Luís Onofre [©ECO/Hugo Amaral]
Durante os últimos meses, afetadas pela pandemia – que deverá levar a uma quebra de 20% na produção de calçado em Portugal – «as pessoas têm-se agarrado praticamente ao private label como a única salvação, o que pode ser perverso a médio prazo», acredita Luís Onofre.

O presidente da APICCAPS destacou ainda a necessidade de internacionalização dos negócios e dos respetivos apoios, nomeadamente através da ligação com a AICEP, da criação de um verdadeiro banco de fomento e da revisão do Sistema de Preferências Generalizadas (SPG) durante a presidência portuguesa da UE.

Resposta governamental

Um tema abordado pelo Ministro de Estado e da Economia, Pedro Siza Vieira, que revelou que «a ideia de que na revisão do Sistema de Preferências Generalizadas temos que avaliar a forma como cada um dos países cumpre os standards ambientais e sociais europeus está muito em cima da mesa». O Ministro assinalou ainda que «muito em cima da mesa [está] a convicção de que o enorme investimento em inovação, investigação e desenvolvimento que tem que ser feito para que as nossas indústrias recuperem a liderança tecnológica e ambiental precisa de apoios públicos».

Pedro Siza Vieira [©ECO/Hugo Amaral]
Quanto aos apoios provenientes da UE para fazer face à pandemia, Pedro Siza Vieira disse que os mesmos serão focados não só no «estímulo imediato da atividade económica» mas também «naquilo que são as prioridades estratégicas para a nossa competitividade e prosperidade futuras: a transição digital, a transição climática e autonomia estratégica, a resiliência, designadamente da nossa indústria», enumerou.
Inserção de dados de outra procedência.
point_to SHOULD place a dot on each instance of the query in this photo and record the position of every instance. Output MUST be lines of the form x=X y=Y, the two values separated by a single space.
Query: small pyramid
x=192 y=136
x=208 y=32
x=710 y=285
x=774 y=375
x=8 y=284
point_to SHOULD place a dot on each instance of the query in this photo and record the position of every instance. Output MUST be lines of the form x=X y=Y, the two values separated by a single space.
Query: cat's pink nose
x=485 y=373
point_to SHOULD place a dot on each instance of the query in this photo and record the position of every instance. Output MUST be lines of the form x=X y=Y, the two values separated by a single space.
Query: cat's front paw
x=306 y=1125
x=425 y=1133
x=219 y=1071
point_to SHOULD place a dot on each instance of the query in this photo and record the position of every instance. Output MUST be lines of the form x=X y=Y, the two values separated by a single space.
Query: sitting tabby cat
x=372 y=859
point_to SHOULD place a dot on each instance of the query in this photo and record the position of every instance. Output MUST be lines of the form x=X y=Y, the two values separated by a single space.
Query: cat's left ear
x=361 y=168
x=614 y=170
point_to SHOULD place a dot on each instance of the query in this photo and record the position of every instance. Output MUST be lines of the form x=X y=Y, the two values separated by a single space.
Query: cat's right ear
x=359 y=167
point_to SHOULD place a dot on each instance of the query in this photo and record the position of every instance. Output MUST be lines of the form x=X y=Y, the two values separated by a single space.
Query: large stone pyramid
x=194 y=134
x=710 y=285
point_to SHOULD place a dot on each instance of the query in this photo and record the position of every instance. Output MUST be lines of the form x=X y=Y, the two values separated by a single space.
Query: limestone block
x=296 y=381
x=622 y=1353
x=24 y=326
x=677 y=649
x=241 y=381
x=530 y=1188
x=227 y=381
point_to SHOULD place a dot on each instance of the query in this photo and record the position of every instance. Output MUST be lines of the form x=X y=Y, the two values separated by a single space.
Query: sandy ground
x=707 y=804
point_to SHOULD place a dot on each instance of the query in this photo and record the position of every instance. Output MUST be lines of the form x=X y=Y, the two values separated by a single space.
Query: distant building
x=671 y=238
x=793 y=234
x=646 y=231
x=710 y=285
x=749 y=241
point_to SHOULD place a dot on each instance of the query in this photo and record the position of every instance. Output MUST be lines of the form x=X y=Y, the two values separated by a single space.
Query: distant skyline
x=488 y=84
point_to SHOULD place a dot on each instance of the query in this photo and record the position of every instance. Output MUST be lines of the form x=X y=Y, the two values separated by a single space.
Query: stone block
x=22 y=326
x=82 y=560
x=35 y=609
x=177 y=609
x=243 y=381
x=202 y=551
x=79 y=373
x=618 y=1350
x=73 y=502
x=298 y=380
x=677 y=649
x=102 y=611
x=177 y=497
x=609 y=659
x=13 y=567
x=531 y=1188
E, por isso, «o sucessor do Portugal 2020, se quiserem o Portugal 2030, vai continuar a apoiar o investimento empresarial, a qualificação dos nossos recursos humanos, a nossa ciência e a nossa investigação».

O Ministro de Estado e da Economia anunciou ainda uma nova linha de crédito para a indústria exportadora, lançada no âmbito do Banco Português de Fomento, e um «grande impulso fiscal» que deverá impactar a próxima década. «Os prejuízos fiscais gerados no exercício de 2020 e de 2021 vão poder ser integralmente recuperados ao longo de 12 anos. Isto significa que os prejuízos que as empresas têm este ano e no próximo vão poder, sem limites, abater ao lucro tributável dos próximos 12 anos», destacou, sublinhando que «diria que é provavelmente a maior redução de impostos às empresas que vimos nas últimas décadas provavelmente por esta via».